The reason for patience is that God sees more the silent growth of good seeds than the arrogant multiplication of weeds: it is the gaze of the Master, of the One who holds all history in His hands. And the very growth of the Kingdom, despite all the opposition that wants to stifle it, represents the greatest mystery of human history. It is no accident that Christ stated with authority, “The gates of the netherworld shall not prevail against it” (Mt 16:18), against His Church, which is the beginning and the seed of the Kingdom of God. It will thus be certain, at the end of time, the triumph of God’s faithful love that realizes with Christ and his disciples-collaborators his Kingdom in the field of the world.

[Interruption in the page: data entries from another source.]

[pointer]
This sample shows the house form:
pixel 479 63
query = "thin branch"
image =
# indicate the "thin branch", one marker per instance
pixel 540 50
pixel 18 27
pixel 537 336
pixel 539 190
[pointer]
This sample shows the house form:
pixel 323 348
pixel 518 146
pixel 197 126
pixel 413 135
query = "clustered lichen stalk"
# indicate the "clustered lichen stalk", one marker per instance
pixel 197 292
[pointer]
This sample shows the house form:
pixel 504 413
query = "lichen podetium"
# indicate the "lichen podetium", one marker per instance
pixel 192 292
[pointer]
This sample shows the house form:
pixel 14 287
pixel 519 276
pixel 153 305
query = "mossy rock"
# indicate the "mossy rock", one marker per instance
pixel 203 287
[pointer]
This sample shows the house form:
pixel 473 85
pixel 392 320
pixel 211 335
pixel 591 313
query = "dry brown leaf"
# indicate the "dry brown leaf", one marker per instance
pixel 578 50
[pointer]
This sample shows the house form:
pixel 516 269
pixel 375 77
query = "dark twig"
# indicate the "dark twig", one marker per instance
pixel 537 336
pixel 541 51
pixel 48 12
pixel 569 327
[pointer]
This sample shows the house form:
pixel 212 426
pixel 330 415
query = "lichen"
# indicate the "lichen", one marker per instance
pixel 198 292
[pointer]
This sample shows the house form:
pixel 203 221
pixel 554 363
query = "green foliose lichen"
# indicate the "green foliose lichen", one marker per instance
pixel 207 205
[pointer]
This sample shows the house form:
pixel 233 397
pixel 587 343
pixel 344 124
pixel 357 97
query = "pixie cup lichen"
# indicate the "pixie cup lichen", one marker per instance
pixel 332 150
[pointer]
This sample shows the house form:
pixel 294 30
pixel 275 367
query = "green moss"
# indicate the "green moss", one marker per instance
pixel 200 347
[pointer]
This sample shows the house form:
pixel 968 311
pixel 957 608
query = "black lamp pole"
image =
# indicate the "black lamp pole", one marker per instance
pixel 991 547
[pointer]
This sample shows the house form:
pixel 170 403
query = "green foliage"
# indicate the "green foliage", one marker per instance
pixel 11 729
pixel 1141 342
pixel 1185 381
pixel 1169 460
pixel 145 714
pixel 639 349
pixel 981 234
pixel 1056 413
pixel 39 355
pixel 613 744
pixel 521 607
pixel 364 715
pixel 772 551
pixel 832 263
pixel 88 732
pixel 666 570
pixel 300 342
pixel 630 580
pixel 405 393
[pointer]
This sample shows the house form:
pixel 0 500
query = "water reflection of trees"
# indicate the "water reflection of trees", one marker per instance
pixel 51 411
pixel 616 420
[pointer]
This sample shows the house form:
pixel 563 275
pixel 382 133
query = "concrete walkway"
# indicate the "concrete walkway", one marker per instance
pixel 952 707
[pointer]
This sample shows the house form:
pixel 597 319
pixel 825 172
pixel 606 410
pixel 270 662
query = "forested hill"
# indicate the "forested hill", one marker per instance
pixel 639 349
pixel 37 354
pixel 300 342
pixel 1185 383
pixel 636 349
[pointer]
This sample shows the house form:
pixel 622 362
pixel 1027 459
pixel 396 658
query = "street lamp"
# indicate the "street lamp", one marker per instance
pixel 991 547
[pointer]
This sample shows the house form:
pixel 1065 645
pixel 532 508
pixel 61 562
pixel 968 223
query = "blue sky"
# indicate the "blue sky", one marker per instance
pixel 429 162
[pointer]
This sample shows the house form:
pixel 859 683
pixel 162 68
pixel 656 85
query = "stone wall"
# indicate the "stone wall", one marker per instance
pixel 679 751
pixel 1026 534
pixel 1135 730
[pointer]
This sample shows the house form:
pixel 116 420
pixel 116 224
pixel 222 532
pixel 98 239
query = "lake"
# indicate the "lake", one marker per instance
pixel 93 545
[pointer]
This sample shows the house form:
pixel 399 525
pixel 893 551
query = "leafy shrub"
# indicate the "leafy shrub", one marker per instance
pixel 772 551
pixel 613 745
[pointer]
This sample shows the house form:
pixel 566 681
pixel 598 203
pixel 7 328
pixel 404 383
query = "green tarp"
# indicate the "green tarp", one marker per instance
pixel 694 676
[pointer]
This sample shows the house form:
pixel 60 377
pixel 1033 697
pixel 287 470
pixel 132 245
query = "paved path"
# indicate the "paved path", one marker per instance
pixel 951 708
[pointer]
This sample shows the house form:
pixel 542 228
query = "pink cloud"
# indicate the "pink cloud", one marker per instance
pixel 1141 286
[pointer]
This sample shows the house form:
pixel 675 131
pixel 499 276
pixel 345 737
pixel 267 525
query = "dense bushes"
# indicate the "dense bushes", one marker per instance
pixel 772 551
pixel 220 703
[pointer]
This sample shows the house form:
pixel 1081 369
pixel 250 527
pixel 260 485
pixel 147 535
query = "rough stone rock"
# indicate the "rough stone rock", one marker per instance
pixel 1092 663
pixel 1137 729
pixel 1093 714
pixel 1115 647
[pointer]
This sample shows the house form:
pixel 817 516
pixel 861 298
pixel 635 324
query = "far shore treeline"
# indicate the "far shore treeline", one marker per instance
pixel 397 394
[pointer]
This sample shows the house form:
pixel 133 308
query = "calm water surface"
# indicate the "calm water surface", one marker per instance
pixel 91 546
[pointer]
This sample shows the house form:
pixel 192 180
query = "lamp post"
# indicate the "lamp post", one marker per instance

Let us repeat, in conclusion, the inspiring prayer of Card. Ratzinger during the meditations on the ninth station (“Jesus falls for the third time”) of the Way of the Cross at the Colosseum in 2005, in which precisely the powerful image of the tares in the field is evoked, for a sincere examination of conscience of the whole Church but with a gaze full of faith and trust in Christ, the divine Sower, who always takes care of his “good seeds” in this world: 

Lord, your Church often seems like a boat about to sink, a boat taking in water on every side. In your field we see more weeds than wheat. The soiled garments and face of your Church throw us into confusion. Yet it is we ourselves who have soiled them! It is we who betray you time and time again, after all our lofty words and grand gestures. Have mercy on your Church; within her too, Adam continues to fall. When we fall, we drag you down to earth, and Satan laughs, for he hopes that you will not be able to rise from that fall; he hopes that being dragged down in the fall of your Church, you will remain prostrate and overpowered. But you will rise again. You did stand up, you arose and you can also raise us up. Save and sanctify your Church. Save and sanctify us all. Amen.